There are plenty of cheap, great sounding earbuds out there (Head-Fi has a
whole 1000+ page thread discussing them: [http://www.head-
fi.org/t/441400/earbuds-round-up](http://www.head-fi.org/t/441400/earbuds-
round-up)), but literally none of them are wireless. Right now I'm resorting
to hacks like using earbuds with removable cables and bluetooth cable
replacements like these: [https://www.aliexpress.com/item/New-Custom-Made-
Wireless-Blu...](https://www.aliexpress.com/item/New-Custom-Made-Wireless-
Bluetooth-4-1-Earphone-Upgrade-Cable-Suitable-For-
IE8-IE80-SE215-535/32518253149.html)

------
blhack
Just a quick resources-share (since this is turning into a thread that is
complaining about earpods): These headphones
([https://www.amazon.com/gp/product/B003ELYQJI/ref=oh_aui_sear...](https://www.amazon.com/gp/product/B003ELYQJI/ref=oh_aui_search_detailpage?ie=UTF8&psc=1))
might be my favorite headphones EVER.

The sound is good (at least as good as I've ever heard from earbuds), they're
cheap, but most importantly, they TWIST into your ears instead of simply
pressing.

This emulates what you'll find in really high end, custom-fit earplugs.

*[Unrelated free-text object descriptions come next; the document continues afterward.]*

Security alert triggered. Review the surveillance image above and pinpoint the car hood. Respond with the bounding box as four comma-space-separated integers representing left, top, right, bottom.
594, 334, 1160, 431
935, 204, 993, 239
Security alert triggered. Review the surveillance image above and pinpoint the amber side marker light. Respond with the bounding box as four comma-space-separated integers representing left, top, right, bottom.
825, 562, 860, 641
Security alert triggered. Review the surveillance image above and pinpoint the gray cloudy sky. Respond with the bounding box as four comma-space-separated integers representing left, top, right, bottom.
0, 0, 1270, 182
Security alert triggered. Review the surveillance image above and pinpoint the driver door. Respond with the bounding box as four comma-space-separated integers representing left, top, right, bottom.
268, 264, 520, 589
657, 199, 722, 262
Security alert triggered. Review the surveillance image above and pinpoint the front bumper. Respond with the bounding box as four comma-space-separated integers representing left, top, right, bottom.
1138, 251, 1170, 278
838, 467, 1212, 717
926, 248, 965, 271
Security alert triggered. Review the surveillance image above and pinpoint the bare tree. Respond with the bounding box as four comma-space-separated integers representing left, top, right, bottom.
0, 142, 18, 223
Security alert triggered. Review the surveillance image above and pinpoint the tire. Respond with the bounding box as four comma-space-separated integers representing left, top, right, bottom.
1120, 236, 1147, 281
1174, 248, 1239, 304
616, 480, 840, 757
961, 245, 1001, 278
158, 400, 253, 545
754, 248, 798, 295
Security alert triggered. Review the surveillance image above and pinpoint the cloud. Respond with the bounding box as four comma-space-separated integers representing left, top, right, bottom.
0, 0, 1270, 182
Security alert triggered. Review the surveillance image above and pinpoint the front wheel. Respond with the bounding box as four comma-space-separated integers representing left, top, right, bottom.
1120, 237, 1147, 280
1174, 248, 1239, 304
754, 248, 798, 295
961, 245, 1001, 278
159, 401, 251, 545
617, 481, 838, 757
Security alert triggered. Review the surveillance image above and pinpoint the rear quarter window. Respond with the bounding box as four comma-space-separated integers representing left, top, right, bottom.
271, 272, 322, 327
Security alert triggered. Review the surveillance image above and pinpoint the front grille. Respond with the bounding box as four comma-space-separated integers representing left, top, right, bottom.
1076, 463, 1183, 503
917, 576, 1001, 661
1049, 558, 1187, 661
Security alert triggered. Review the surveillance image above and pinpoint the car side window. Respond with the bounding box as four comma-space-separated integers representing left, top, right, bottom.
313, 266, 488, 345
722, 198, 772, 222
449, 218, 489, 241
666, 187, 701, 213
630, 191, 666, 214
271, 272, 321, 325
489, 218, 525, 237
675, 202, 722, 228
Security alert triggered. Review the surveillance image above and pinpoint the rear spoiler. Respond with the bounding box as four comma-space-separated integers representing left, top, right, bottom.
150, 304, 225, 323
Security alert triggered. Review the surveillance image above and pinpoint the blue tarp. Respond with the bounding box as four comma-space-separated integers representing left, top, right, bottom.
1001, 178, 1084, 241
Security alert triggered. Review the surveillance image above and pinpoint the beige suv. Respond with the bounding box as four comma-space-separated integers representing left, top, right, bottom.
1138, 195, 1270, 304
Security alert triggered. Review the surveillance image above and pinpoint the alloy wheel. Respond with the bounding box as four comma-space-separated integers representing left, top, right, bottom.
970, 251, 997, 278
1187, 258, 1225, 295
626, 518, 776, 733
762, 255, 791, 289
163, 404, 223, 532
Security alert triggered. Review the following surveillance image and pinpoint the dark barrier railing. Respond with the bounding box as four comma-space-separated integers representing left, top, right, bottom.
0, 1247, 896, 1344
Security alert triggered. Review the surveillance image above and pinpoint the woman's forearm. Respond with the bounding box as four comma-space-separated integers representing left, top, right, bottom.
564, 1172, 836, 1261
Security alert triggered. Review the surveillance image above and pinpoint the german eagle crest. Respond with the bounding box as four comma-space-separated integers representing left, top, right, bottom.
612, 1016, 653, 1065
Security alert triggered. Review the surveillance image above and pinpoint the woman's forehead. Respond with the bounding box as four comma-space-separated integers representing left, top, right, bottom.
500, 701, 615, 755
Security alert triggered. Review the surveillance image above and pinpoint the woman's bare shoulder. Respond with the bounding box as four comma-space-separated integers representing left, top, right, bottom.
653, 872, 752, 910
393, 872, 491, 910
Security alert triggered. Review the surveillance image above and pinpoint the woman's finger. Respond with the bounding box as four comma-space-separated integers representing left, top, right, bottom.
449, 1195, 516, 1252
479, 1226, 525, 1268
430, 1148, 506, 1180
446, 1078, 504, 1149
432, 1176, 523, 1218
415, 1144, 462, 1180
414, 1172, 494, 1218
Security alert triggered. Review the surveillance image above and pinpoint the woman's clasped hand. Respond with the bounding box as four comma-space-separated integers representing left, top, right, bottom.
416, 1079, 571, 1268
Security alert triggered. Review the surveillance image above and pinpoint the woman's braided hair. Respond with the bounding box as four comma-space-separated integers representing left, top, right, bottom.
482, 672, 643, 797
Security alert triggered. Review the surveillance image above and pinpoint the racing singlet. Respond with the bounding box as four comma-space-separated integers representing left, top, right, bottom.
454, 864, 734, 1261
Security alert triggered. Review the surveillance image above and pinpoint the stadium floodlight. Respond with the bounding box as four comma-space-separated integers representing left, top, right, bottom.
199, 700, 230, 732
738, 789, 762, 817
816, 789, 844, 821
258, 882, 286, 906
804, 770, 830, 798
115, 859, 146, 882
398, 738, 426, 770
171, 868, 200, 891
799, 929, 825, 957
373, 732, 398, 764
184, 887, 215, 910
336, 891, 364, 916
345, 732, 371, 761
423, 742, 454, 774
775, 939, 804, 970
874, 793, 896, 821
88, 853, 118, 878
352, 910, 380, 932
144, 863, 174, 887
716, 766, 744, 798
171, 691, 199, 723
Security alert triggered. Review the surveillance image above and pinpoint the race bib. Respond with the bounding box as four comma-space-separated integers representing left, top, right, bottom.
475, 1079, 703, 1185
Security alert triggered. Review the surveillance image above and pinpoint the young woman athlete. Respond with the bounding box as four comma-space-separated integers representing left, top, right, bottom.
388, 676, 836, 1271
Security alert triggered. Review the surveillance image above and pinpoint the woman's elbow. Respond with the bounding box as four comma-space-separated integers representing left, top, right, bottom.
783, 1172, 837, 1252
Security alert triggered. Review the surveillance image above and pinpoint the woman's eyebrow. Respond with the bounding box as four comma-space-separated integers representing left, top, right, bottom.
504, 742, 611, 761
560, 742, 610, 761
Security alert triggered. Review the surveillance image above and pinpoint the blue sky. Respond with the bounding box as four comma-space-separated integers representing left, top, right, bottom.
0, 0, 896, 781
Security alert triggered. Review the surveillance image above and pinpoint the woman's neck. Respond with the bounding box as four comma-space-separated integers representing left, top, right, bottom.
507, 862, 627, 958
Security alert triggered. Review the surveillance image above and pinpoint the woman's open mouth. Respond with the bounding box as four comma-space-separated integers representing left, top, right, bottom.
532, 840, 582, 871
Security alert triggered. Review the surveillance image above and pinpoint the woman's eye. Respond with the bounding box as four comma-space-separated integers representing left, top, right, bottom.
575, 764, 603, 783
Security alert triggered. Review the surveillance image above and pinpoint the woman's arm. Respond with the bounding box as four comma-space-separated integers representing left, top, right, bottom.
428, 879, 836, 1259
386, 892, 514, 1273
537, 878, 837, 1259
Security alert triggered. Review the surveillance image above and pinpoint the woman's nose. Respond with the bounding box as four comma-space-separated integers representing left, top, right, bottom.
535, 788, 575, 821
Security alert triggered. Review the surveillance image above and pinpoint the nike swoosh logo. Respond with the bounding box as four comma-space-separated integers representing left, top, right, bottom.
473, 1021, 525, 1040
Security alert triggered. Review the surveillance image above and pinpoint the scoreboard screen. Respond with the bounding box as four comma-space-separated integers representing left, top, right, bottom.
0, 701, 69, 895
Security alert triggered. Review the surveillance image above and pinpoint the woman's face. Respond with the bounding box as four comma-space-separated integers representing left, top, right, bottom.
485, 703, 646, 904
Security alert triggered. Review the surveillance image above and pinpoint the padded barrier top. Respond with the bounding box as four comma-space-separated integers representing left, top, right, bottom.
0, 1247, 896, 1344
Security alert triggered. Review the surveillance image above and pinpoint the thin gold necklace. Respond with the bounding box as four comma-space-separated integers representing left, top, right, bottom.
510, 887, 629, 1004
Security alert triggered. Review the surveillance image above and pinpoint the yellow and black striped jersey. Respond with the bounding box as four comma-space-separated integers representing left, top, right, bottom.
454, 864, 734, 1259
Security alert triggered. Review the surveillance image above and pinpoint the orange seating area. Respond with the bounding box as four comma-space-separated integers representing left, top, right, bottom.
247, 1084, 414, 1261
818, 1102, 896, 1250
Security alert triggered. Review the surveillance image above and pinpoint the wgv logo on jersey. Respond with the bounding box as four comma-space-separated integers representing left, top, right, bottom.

They absolutely will not fall out unless you PULL them out.

------
jarboot
I just got some cheap Bluetooth headphones and they changed how I listen to
audio. It's so much more immersive and convenient.

While these are expensive and may not be popular among the slashdot/hn crowd,
Apple knows which way the wind blows.

------
skynetv2
Why is Apple so obsessed with calling everything "magical". If anyone believes
this is magic, they also need to believe Apple employs wizards & witches.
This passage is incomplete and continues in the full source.